When the crown was set on his head it slipped, and nigh fell on the floor; and this little incident was whispered, then bruited, through England, and was regarded as a token from heaven that he was not the rightful Sovereign, but an usurper.

Then came the punishment of that scoundrel, Titus Oates, richly deserved; but Oates was a popular favourite, and his chastisement raised him to the pedestal of a Protestant martyr.

It was well known that James aimed at the repeal of the Habeas Corpus Act, and at the toleration—even promotion—of Popery, and the country was in fevered agitation and brooding anger at what was menaced.

Such was the condition of affairs in the spring of 1685.

There had been catching weather, a few days of bright sunshine, and then thunder-showers. Then the sky had cleared, the wind was well up to the north, and, though the sun was hot, the air was fresh. It was scented, everywhere except on the moor, with the fragrance of hay.

Julian Crymes was out of doors enjoying the balmy air and the sloping, golden rays of the evening sun. She had some embroidery in her hands; but she worked little at it. Her eyes looked away dreamily at the distant moor, and specially at a little grey patch of sycamores, that seemed—so remote were they—against the silvery moor, to be a cloud-shadow. Behind that grey tuft rose Ger Tor, strewn with granite boulders; and on one side opened the blue cleft of the Tavy, where it had sawn for itself a way from the moor-land into the low country. The dark eyes of the girl were full to spilling—so full that, had she tried to continue her needlework, she would have been unable to see how to make her stitches.

Her breath came short and quick, for she was suffering real pain—that gnawing ache which in its initiation is mental, but which becomes sensibly physical.

Julian had loved Anthony. She loved him still. When he had come that evening of the fair to Kilworthy, her heart had bounded: her head had been giddy with pleasure at seeing him again—above all, at seeing him without his wife. Towards Urith she felt implacable, corroding hatred. That girl—with no merit that she could see, only a gloomy beauty—a beauty as savage as the moors on the brink of which she lived, and on which Anthony had found her—that girl had shaken to pieces at a touch her cloud-castle of happiness, and dissolved it into a rain of salt disappointment.
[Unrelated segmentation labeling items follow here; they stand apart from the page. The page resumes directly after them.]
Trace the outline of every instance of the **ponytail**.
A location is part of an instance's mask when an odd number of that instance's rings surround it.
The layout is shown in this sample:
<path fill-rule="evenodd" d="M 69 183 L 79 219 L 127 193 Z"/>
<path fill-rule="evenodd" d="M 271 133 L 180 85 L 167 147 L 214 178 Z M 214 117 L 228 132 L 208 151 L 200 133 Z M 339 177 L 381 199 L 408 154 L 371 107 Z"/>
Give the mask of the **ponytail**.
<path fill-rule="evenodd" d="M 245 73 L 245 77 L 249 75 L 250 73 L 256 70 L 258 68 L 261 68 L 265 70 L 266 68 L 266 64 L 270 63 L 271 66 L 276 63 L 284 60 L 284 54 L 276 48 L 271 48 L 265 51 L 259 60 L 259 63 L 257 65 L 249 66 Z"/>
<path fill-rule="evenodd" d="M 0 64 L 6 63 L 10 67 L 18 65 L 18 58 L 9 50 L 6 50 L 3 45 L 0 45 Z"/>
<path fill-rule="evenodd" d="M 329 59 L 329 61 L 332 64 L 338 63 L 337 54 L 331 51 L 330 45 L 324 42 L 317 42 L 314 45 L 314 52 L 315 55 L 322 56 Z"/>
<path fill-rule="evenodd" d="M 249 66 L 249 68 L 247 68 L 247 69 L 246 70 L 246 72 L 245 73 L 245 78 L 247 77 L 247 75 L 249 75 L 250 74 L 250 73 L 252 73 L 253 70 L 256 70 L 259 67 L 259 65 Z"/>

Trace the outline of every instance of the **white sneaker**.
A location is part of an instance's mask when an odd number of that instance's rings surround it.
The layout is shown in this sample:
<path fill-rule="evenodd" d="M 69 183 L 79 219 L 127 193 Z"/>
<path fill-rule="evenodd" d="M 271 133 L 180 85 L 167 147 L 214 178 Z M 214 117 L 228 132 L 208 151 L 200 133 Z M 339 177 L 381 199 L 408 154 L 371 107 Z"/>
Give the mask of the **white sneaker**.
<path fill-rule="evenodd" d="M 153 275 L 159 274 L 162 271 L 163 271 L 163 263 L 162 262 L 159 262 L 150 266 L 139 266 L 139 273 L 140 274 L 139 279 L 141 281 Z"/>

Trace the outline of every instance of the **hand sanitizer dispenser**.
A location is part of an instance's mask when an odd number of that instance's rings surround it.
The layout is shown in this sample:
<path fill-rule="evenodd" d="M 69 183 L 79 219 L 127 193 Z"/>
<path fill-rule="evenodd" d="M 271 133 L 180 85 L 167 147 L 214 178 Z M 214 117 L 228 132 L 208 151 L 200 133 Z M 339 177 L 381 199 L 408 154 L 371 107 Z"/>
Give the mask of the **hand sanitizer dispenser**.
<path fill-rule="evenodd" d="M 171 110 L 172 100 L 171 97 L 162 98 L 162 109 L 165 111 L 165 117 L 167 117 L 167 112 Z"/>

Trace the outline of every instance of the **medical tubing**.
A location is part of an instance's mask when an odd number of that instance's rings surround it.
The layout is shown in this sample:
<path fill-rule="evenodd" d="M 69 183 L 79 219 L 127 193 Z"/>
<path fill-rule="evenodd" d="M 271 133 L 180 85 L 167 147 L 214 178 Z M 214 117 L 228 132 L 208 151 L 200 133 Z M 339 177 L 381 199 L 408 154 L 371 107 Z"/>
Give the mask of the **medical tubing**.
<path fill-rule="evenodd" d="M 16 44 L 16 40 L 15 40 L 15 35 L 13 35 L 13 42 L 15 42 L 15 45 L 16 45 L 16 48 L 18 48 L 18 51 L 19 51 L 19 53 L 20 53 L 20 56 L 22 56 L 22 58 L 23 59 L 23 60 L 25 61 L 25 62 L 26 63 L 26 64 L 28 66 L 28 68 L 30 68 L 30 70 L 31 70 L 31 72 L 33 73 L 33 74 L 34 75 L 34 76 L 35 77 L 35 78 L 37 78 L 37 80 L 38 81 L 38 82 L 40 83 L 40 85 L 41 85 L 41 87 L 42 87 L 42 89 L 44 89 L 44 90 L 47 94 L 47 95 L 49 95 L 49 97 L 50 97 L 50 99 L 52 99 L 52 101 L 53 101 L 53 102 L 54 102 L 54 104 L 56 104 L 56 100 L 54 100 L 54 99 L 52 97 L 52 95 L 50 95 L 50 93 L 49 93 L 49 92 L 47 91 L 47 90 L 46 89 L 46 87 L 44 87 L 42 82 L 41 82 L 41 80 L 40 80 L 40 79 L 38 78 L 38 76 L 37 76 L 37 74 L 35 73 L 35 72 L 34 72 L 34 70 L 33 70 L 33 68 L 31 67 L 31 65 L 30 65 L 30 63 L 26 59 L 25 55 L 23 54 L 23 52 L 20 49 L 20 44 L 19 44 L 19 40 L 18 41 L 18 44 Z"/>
Anthony was taken from her, taken from her for ever, and her own hopes laid in the dust. Julian had battled with her turbulent heart; her conscience had warned her to forget Anthony, and at times she really felt as if she had conquered her passion. No sooner, however, did she see Anthony again, than it woke up in full strength; and whenever she saw Urith, her jealous rage shook itself and sharpened its claws.

Her father was away in London, and on the seat beside her lay a letter she had that day received from him. He had written full of uneasiness at the political and religious situation. Recently the Earl of Bath had been down in the West of England with new charters to towns in Devon and Cornwall, constituting new electoral bodies, or altering the former bodies, and a hurried election had ensued, in which great pressure had been used to obtain the return of the Court party, of Catholics and Tories, by intimidation on the one side and by bribery on the other. Mr. Crymes, however, supported by the authority of the Earl of Bedford, had been returned for Tavistock in the Protestant interest, and he was now in London, sitting in the first Parliament summoned by James II.